Over the last 20 years I noted how they had spent every rupee on staying alive, tending to each other and to the weakest members of their family and community. Over the crackling telephone lines, now as they gave me news not just of themselves but also of their neighbours, I was reminded of how in the Sundarbans islands, you fight with your neighbours as their goat or chicken will routinely have escaped and eaten up a new sapling you had planted with much hope, but how you also flock back together human to human and extend labour, food, time when there is a fire, a drowning or a cyclone.
Flung from one catastrophe to another, staying human while surviving, is a rhythm that pushes the islanders to the brink, at times, of absurd levels of cruelty but also towards incredible compassion when fellow-islanders need to be reminded that they are one’s own.
Now on the day of Eid, weak from having fasted for a month, after surviving a cyclone while wading in crocodile-infested waters, thirsty and hungry, they had found it in their heart to tell me about their neighbours. They, like me, also knew that someone would be on her way to extend a helping hand.
Over the following days, those affected went around collecting grain and bringing the foodstuff they had gathered to Amal Pandit’s orphanage where they came together to cook and distribute food and water to the most vulnerable.
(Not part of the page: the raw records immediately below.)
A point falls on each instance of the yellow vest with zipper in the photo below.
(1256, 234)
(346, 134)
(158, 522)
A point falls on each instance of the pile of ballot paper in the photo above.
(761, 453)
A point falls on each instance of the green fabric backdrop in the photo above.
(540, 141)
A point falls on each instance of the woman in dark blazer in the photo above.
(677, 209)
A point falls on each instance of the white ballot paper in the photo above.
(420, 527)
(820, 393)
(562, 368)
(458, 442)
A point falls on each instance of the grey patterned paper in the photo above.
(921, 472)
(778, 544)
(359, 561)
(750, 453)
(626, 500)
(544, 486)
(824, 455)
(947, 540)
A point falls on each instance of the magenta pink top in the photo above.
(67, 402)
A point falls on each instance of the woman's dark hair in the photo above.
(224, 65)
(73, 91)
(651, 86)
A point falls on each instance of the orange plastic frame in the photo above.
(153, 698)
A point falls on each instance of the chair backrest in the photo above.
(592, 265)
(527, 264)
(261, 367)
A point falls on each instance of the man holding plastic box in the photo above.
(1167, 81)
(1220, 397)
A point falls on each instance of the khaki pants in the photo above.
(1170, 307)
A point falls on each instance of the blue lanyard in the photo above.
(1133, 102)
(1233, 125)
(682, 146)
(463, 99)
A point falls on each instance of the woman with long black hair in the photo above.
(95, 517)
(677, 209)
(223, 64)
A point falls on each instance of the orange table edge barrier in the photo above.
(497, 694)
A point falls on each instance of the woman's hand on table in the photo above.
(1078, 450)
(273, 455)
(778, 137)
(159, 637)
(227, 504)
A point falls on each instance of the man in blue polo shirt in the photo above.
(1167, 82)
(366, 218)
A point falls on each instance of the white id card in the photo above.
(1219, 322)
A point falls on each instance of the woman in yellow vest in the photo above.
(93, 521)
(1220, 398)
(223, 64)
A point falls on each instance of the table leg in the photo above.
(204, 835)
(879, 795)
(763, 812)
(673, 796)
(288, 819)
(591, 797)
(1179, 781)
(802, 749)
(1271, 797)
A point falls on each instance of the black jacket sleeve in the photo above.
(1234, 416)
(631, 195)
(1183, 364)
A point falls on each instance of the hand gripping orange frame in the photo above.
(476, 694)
Nobody knew when or whether the government or an NGO help would come. No, in these times of climate emergencies, where remaining alive is an art form, it was the neighbour who was the first to provide succour and to extend the protective warmth only another human can offer.
Evidence of civilisation
Listening to many accounts such as this one I was reminded of a story doing the internet rounds about Margaret Mead being asked what the earliest evidence of civilisation might be. What really made us human? Mead replied that it was a thigh bone with a healed fracture that had been excavated from a 15,000 year old site. For an early human to have survived a broken femur, being taken care of – sheltered, protected, fed – through the months that were required for the bone to heal, was primordial and evidence of “civilisation”, of humanity.
The Sundarbans islanders are the first to face the ever rising dangers of climate emergency without having contributed in any way to global warming. Yet the news reporting cyclone Amphan revolved mainly around Kolkata, as if those from the Bengali hinterland were unworthy of solidarity and sorrow.
It is in a crisis like this that in a country segregated along lines of caste, religion, language and region, the ropes of solidarity seem to be woven between those who have the greatest reasons to despair and give up on being human. They seem to be the only ones who would have passed Mead’s test of what really keeps us human today.
Annu Jalais, an environmental anthropologist who works on Bangladesh and West Bengal, is the author of Forest of Tigers and The Bengal Diaspora. She is an assistant professor in the South Asian Studies programme at the National University of Singapore.